All tools are read-only and hit public SEC endpoints (no API key required).

Status: 11 tools, working today (see below). Published on PyPI as mcpwright-edgar and in the official MCP Registry. See the roadmap for what's next.

Tools

Tool What it does
lookup_issuer(query, limit=10) Resolve a ticker or company name → CIK, legal name, tickers, exchange. Works for exchange-listed and private / non-exchange filers (Reg CF / Reg A issuers, funds).
list_filings(cik_or_query, form_type=None, limit=20) An issuer's most recent filings, newest first. Optional form-type filter (e.g. 10-K, C, D).
search_filings(query, forms=None, date_from=None, date_to=None, limit=20) Full-text search across filing documents.
get_recent_offerings(form="C", since=None, state=None, limit=20) Recent securities offerings, newest first — form="C" (Reg CF), "D" (Reg D), or "A" (Reg A), optionally filtered by issuer state (e.g. "CA").
get_filing(accession_or_url, cik=None) Open one filing: form, filing date, primary-document link, and every document in the filing.
get_form_d_details(accession_or_url, cik=None) Parse a Form D (Reg D) raise: offering amount, sold/remaining, min investment, # investors, industry, revenue range, security types, exemptions, and the officers/directors/promoters.
get_form_c_details(accession_or_url, cik=None) Parse a Form C (Reg CF) raise: target/max amount, price, security type, deadline, intermediary, employees, and a two-year financial snapshot (revenue, net income, assets, debt).
get_company_facts(cik_or_query) Headline financials from a public company's XBRL facts: latest annual revenue, gross/operating income, net income, assets, liabilities, equity, cash.
get_filing_text(url, offset=0, max_chars=20000) Fetch a document's text (HTML stripped) for reading/summarizing — paginated, since filings can exceed 1M characters.
get_insiders(cik_or_query, limit=25) A company's insiders (officers, directors, >10% owners) from recent Section 16 filings, with roles.
get_insider_trades(cik_or_query, limit=20) Recent insider transactions (Form 4): owner, role, buy/sell/grant, shares, price, shares owned after.

Install

Requires Python 3.12+. The zero-clone way to run it (the PyPI package is mcpwright-edgar; the command, server, and tools are all "edgar"):

uvx mcpwright-edgar

Claude Code

claude mcp add edgar -- uvx mcpwright-edgar

Claude Desktop

Add to claude_desktop_config.json:

{
  "mcpServers": {
    "edgar": { "command": "uvx", "args": ["mcpwright-edgar"] }
  }
}

OpenAI Agents SDK (Python)

It's a standard MCP server, so it works with any MCP-capable client — not just Claude. With the OpenAI Agents SDK:

from agents import Agent, Runner
from agents.mcp import MCPServerStdio

async def main():
    async with MCPServerStdio(
        name="edgar",
        params={
            "command": "uvx",
            "args": ["mcpwright-edgar"],
            "env": {"EDGAR_MCP_USER_AGENT": "your-app you@example.com"},
        },
    ) as edgar:
        agent = Agent(
            name="Analyst",
            instructions="Use the EDGAR tools for SEC filings and company data.",
            mcp_servers=[edgar],
        )
        result = await Runner.run(
            agent, "Recent Reg D raises in California — who's behind the biggest?"
        )
        print(result.final_output)

Any other MCP client (Cursor, VS Code, Cline, Goose, Zed, …)

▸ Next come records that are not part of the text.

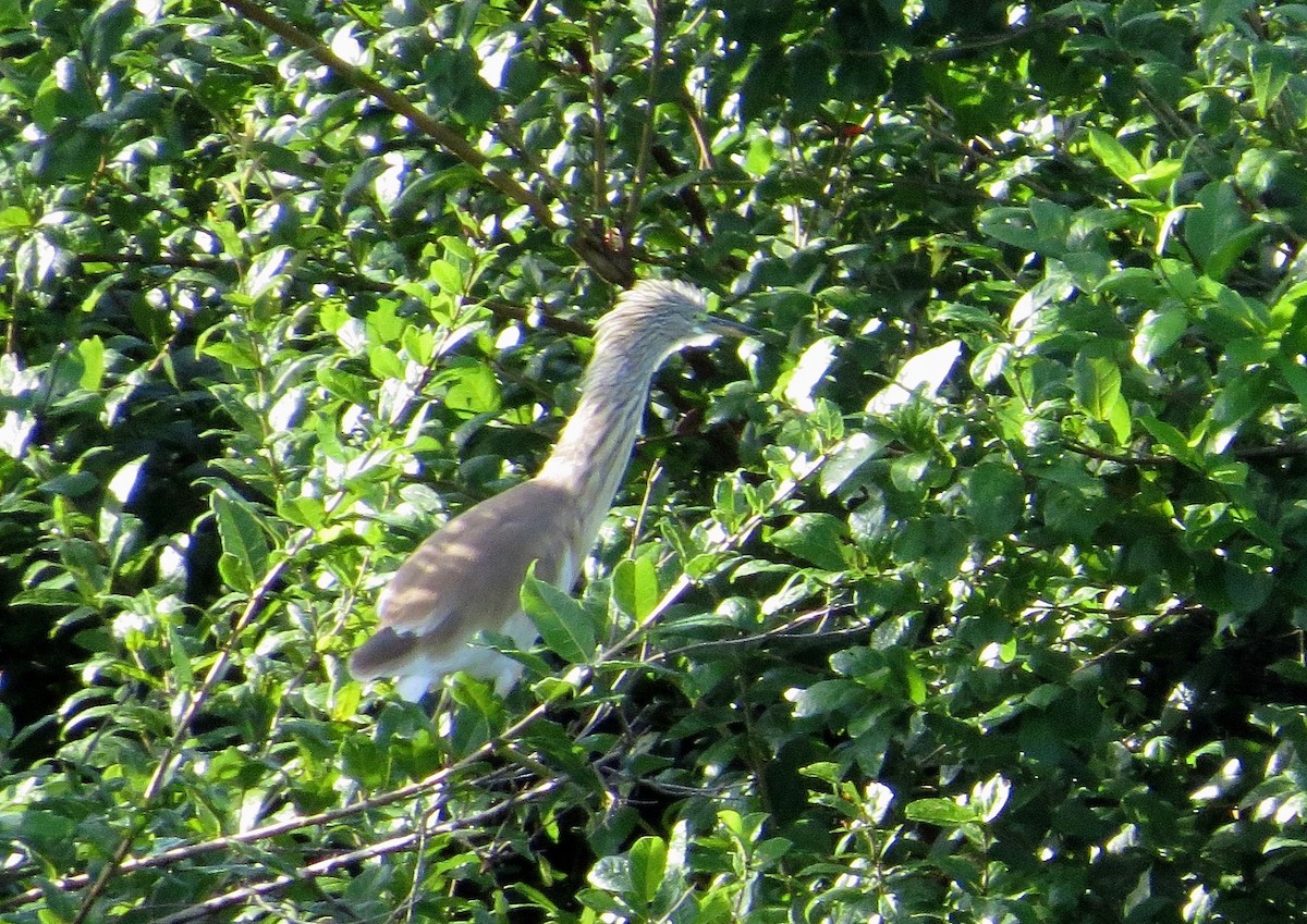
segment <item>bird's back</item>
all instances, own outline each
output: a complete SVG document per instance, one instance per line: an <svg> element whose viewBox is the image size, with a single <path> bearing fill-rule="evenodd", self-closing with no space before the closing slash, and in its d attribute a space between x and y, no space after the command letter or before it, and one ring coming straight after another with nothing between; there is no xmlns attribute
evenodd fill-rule
<svg viewBox="0 0 1307 924"><path fill-rule="evenodd" d="M571 587L584 555L575 551L579 531L571 493L537 479L465 510L400 565L378 600L380 626L354 653L350 672L421 673L434 683L474 668L468 642L477 632L506 632L532 562L540 579Z"/></svg>

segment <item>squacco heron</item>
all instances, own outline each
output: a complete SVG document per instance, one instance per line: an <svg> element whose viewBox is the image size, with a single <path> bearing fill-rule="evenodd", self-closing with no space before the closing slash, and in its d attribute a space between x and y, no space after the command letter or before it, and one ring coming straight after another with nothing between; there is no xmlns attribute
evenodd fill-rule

They all launch a stdio MCP server the same way — point yours at:

{
  "mcpServers": {
    "edgar": {
      "command": "uvx",
      "args": ["mcpwright-edgar"],
      "env": { "EDGAR_MCP_USER_AGENT": "your-app you@example.com" }
    }
  }
}

Hosted chat connectors (e.g. ChatGPT connectors) expect a remote MCP server over Streamable HTTP; mcpwright-edgar runs locally over stdio. Running it behind Streamable HTTP for a hosted endpoint is straightforward if you need that.

SEC etiquette: the SEC requires a descriptive User-Agent with contact info and rate-limits to ~10 req/s. Set your own via the EDGAR_MCP_USER_AGENT env var (e.g. "your-app your-email@example.com"). The client throttles and retries for you.

Caching: responses are cached in-memory (byte-budgeted LRU) to cut latency and SEC load — immutable filing-archive content for days, the ticker map for 24h, everything else briefly. Set EDGAR_MCP_CACHE=0 to disable.

Develop

git clone https://github.com/mcpwright/edgar-mcp && cd edgar-mcp
uv sync
uv run pytest                       # tests (mocked SEC responses)
uv run ruff check . && uv run ruff format --check .   # lint + format
uv run mypy src tests               # strict type checking
uv run mcp dev src/edgar_mcp/server.py   # poke the tools in the MCP Inspector

Roadmap

  • get_recent_offerings(form=C|D) — recent Reg CF / Reg D raises
  • get_filing(accession_or_url) — open a filing and list its documents
  • get_form_d_details(...) — parse Reg D offering data (amount, investors, people)
  • get_form_c_details(...) — parse Reg CF offering data (target/max, financials, terms)
  • get_insiders / get_insider_trades — Section 16 (Form 3/4/5) insiders & trades
  • State filter on get_recent_offerings (industry isn't filterable — EDGAR omits SIC on these listings; screen via get_form_d_details.industry_group)
  • Reg A (Form 1-A) support in get_recent_offerings
  • get_company_facts(cik) — XBRL headline financials
  • get_filing_text — return a document's text for summarization
  • Published to PyPI (mcpwright-edgar) + the official MCP Registry (io.github.mcpwright/edgar-mcp)
  • get_form_a_details — parse Reg A (Form 1-A) offering data
  • Older-filing metadata (beyond the recent-submissions window)

Privacy

edgar-mcp runs entirely on your machine and collects, stores, or transmits no personal data — no accounts, no tracking, no telemetry. Its only outbound requests go to the U.S. SEC's EDGAR services (data.sec.gov, efts.sec.gov, www.sec.gov) to fetch the public filings you ask for; no API key is needed. One honest note: the SEC's fair-access policy asks for a descriptive User-Agent with contact info (EDGAR_MCP_USER_AGENT="your-app you@example.com") — whatever you set there is sent to the SEC with each request, and nowhere else. Responses are cached in memory only; nothing is persisted to disk.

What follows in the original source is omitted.